Francesco is a veterinarian surgeon specializing in large animals. He co-owns a clinic in rural France focusing on agricultural livestock. Originally from Italy, Francesco completed his Masters degree in Veterinary Sciences at the University of Torino. His thesis entitled, “Contribution on the causes of mortality in wild ungulates in North-Western Italy” involved conducting 600 autopsies on wild ungulates from the Italian alps to determine their most frequent and fatal pathologies.
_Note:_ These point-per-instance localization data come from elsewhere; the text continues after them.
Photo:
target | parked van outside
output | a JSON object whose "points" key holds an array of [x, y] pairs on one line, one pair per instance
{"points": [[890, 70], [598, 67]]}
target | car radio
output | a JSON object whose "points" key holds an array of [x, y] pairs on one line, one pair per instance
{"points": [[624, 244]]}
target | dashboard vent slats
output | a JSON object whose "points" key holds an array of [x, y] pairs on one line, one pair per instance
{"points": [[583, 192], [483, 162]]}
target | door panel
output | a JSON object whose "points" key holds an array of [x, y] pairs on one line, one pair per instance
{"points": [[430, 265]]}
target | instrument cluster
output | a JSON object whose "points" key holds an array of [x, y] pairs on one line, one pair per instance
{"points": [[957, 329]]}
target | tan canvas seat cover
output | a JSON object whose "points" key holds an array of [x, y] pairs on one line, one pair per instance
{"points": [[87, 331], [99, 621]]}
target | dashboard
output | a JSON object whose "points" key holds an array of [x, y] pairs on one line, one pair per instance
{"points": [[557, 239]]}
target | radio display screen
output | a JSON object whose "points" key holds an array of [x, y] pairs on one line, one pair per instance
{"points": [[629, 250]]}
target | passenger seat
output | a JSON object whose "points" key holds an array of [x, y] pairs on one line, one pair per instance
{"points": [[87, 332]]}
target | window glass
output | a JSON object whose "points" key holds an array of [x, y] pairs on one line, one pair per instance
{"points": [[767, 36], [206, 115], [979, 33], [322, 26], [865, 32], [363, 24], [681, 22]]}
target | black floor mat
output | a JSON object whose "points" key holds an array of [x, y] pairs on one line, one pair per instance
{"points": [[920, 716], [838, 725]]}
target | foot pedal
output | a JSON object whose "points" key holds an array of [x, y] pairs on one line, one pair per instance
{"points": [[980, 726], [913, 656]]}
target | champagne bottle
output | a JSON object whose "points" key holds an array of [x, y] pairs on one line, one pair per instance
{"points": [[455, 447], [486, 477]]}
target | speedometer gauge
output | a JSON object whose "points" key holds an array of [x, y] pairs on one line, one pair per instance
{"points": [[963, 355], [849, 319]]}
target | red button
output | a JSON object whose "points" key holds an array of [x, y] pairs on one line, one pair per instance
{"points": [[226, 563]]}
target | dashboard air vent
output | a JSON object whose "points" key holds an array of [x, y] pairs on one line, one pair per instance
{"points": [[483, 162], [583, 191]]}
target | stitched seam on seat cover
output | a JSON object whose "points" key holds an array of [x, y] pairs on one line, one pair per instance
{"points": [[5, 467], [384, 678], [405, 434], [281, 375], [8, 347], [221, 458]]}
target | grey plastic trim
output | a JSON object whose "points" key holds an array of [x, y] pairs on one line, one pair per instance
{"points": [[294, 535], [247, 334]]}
Today, Francesco’s professional interests and personal passion in sustainable hunting and conservation collide, culminating in a move to New Zealand to hunt and study the Himalayan Tahr under the "Altitude and Trails" banner - a collaborative and educational hunting lifestyle project he started in 2017. Recognizing the potential contribution of fellow hunters as citizen science, Francesco co-founded the Pink Eye Project with Luca Rossi and Paolo Tizzani to explore and discover improved management of mountain ungulates. 








Luca is Full Professor at the Department of Veterinary Sciences, University of Torino since more than 20 years. He is Lecturer in veterinary parasitology, ecopathology and wildlife management with special expertise on mountain Ungulates. His research is focused on transmissible diseases and parasites of wild Caprinae, from the field to molecular epidemiology. Sarcoptic mange in free ranging Rupicapra spp. and Capra spp. is his favourite model. During his long academic life, he's been consultant of OIE, Anses and other conservation agencies on matters related to transmissible diseases of mountain wildlife. He's been co-chairman and currently the Secretary of the GEESFM (Groupe d’Etudes sur l’Ecopathologie de la Faune Sauvage de Montagne), a dynamic association engaged in promoting interdisciplinary research and visions on mountain wildlife health and conservation. He is also member of the IUCN Caprinae Specialist Group.   







Paolo Tizzani is adjunct professor at the University of Turin, Department of Veterinary Sciences. Paolo research activity particularly focuses on the dynamics of diseases in wild ungulate. Paolo has carried out studies at both national (Italy) and international (Europe, Africa, Asia and the Americas) level, on the interaction among pathogens, wildlife and the environment. Among its more recent research work it is worthy to highlight the “Epidemiological approach to nematode polyparasitism occurring in a sympatric wild ruminant multi-host scenario” recently published on the Journal of helminthology.






foto kaylyn


Kaylyn is the current chair of the New Zealand Tahr Foundation. She is also a PhD candidate at Lincoln University, New Zealand, Department of Pest Management and Conservation, focusing on the Wakatipu white-tailed deer. Her research interests include wild ungulate biology and management, and the role of citizens in sustainable management of ecosystems. She originally completed her undergraduate degree in microbiology and genetics and her Master’s degree in veterinary virology and epidemiology at Massey University, Palmerston North, before moving to the South Island to focus on her true passion, New Zealand’s game animals. Her goal is to see New Zealand’s game animals managed sustainably as a valued resource and become universally appreciated as an important part of New Zealand’s biodiversity, culture, and heritage.









Barbara is a PhD candidate at the Veterinary Science Department of the University of Turin, Italy.Her research interests include parasitology and wildlife eco-pathology, with a focus on epidemiology and control of major parasitic diseases in domestic animals and wildlife. She is passionate about wildlife parasitology since her postgraduate internship in Finland, where she spent one year of research on gastrointestinal parasites in reindeer, after finishing her MSc degree in Veterinary Medicine. Her current project is about molecular characterization of Sarcoptes scabiei in European mammal species.